Mr. Ousely arranged last night’s concert to encompass several aspects of Green-Wood. From an early drink on a knob overlooking the river, to the crematoria, a building holding jars of ashes, to a ride through the gravestones to the rarely opened Crypt for the music itself.


Last night’s concert was hardly a celebration of death, though the JACK Quartet did have its share of Medieval chants, those post-Greek modes intoned in gloomy cathedrals. Mainly the JACK Quartet alternated Music Antiqua with the highly complex (and frequently jovial) contemporary tributes to their own superhuman fiddle-powers.


The medieval music, including Thomas Morley’s Elizabethan song, were complex arrangements which cusped on the modern. (Don’t ever ask JACK Quartet to take a simple highway, when an impossibly impenetrable cobra-infested rainforest path is nearby.) I never heard Morley’s Christes Crosse before, and in this arrangement, it hardly had the aura of a Tallis or Byrd lament. Besides that, we had elements of a jig, some dense counterpoint, and, what seemed to be, a quodlibet of other melodies within. Then again, this may have been a literal lute transcription.
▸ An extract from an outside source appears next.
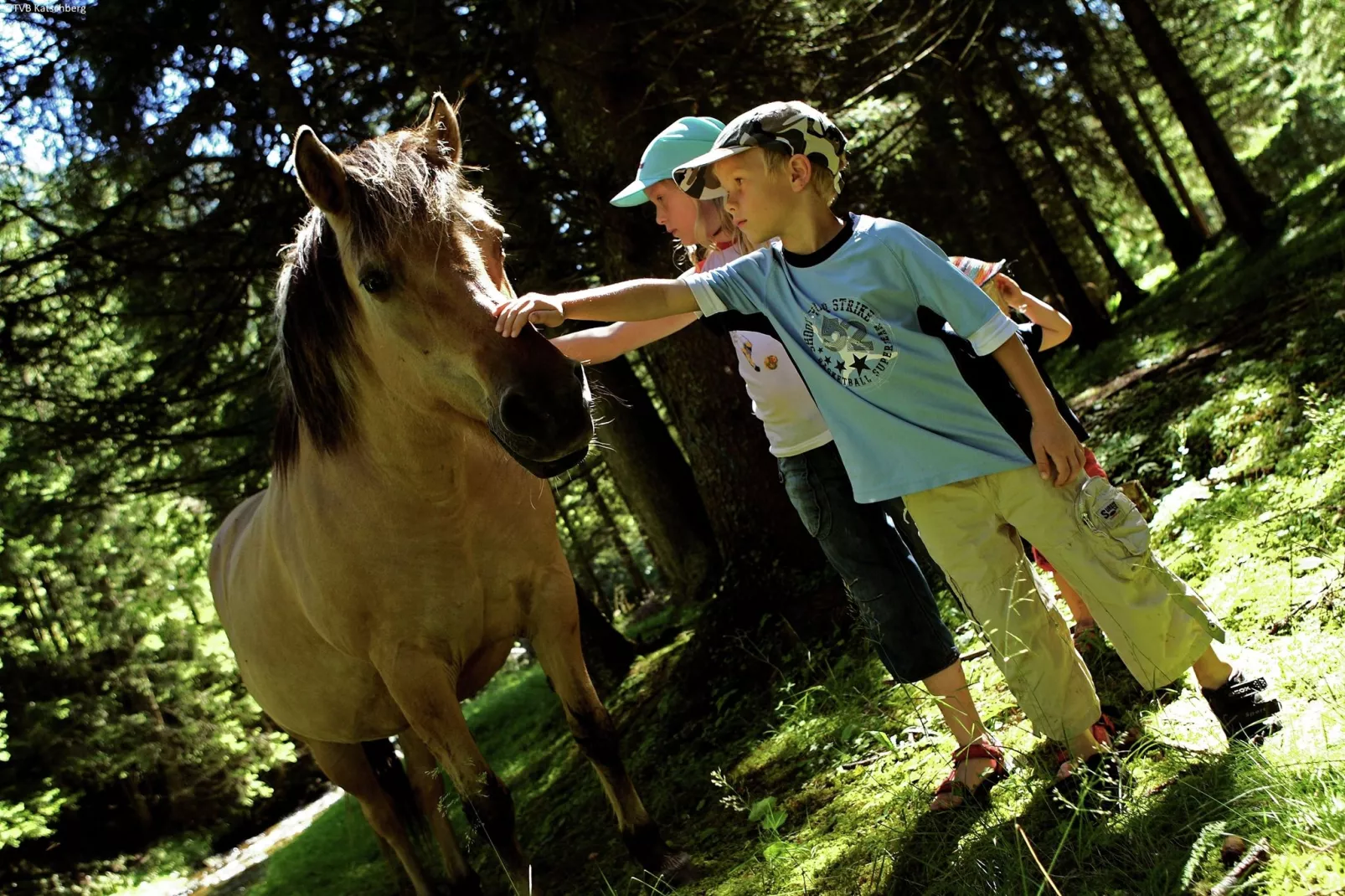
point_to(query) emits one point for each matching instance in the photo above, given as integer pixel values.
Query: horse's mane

Two authentic medieval works came here. Smoking Smoke Through Smoke (sic) by the 14th Century Solage (no first name) and Rodricus Angelorum Psalat (no other music by quasi-anonymous composer) were both arranged by Violinist Christopher Otto. Neither had the aura of a cloister, both started simply, then ventured into quartet elaborations, both of which were tributes to the JACK Quartet more than (what would have been) composers who could have been confused by the sounds.
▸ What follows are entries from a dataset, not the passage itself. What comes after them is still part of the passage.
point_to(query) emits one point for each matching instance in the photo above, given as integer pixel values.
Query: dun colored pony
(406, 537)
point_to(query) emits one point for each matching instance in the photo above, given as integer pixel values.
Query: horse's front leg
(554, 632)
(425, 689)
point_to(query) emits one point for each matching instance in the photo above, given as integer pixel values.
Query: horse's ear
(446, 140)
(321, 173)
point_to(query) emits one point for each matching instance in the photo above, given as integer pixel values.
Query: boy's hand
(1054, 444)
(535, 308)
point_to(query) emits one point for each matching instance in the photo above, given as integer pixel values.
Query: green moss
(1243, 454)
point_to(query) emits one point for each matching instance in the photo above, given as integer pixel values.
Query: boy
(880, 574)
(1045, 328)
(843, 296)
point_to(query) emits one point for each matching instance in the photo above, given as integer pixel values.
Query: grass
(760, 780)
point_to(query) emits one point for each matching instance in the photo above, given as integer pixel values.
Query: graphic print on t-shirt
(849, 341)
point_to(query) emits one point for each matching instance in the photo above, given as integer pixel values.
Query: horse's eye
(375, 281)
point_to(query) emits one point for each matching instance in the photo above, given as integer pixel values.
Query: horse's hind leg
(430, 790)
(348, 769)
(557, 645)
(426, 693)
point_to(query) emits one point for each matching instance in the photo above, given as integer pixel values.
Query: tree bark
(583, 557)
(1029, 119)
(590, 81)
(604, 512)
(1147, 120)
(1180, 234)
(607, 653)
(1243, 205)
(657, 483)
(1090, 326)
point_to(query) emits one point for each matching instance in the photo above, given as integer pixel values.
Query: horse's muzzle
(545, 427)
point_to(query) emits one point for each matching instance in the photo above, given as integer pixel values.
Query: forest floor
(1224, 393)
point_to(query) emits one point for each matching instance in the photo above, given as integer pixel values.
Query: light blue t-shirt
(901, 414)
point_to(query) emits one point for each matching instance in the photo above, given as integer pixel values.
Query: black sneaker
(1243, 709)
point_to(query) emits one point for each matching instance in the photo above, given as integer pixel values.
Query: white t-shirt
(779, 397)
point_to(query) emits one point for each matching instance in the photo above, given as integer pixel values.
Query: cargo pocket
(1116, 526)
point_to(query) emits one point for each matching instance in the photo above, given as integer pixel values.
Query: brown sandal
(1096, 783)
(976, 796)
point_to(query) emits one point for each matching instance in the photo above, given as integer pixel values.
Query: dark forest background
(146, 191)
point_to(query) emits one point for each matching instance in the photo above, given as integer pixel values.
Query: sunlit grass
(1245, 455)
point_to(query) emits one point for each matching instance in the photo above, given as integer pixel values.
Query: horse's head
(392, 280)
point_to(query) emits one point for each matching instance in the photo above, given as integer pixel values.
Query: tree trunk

The audience might have been intimidated by the austere architecture of the Crypt, by the candlelight in front of the artists, or the ritualistic evening itself. But nothing of the modern music fazed them. The three composers gave no quarter to the quartet, giving them every chance to produce every imaginable sound possible. So that, even when “structure” (that venomous word from the Age of Reason) was impossible to decipher, the chutzpah of the sounds sufficed.
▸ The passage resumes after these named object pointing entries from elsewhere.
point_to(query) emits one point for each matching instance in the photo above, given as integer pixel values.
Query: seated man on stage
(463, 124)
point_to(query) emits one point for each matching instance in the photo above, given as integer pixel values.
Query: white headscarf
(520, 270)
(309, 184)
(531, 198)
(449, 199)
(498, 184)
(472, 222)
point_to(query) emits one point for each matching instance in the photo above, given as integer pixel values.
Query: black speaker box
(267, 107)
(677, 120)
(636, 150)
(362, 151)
My favorite, probably for the wrong reason, was String Quartet by Chaya Czernowin, who calls herself a “music researcher”. What this meant to my deficient ears, was an actually funny piece of music. Glissandos, like tuba solos, inevitably imply humor, and Ms. Czernowin wrote with so many glissandos, crazy pizzicatos, ingenious contrapuntal tricks that–crypt notwithstanding–I wanted to laugh out loud. It was delightful.



J. Zorn (© Samuel A. Dog)


John Zorn always surprises. And while I had never heard his Alchemist before, apparently based on a medieval alchemist, I was stunned again by the complexity and above all that sound of surprise. The Beethoven Grosse Fuge measure, repeated once or twice, was a quick heavenly elevation. The rest had shadows, intimations, nuances and camouflages of canons and prayers, quick musical miracles, fugues and fughettas.


One inevitably underestimates this so estimable composer, yet in Alchemist, one understands what marvels lie in the brain of this East Village artist.


Marcos Balter was present for this aptly named Chambers, and I would love to hear it again because this initial performance–following immediately from the 14th Century Rodericus–was a shock. The usual shock of squeaks and plucks and knocks on wood and the most brutal polyphony. Gradually one began to silhouette, not delineate, certain tropes, aural repetitions (never thematic). Never though, was one anything but entranced by the audacity of the composer, as well as the microscopic pinpoint accuracy of JACK, his staggeringly splendid executants.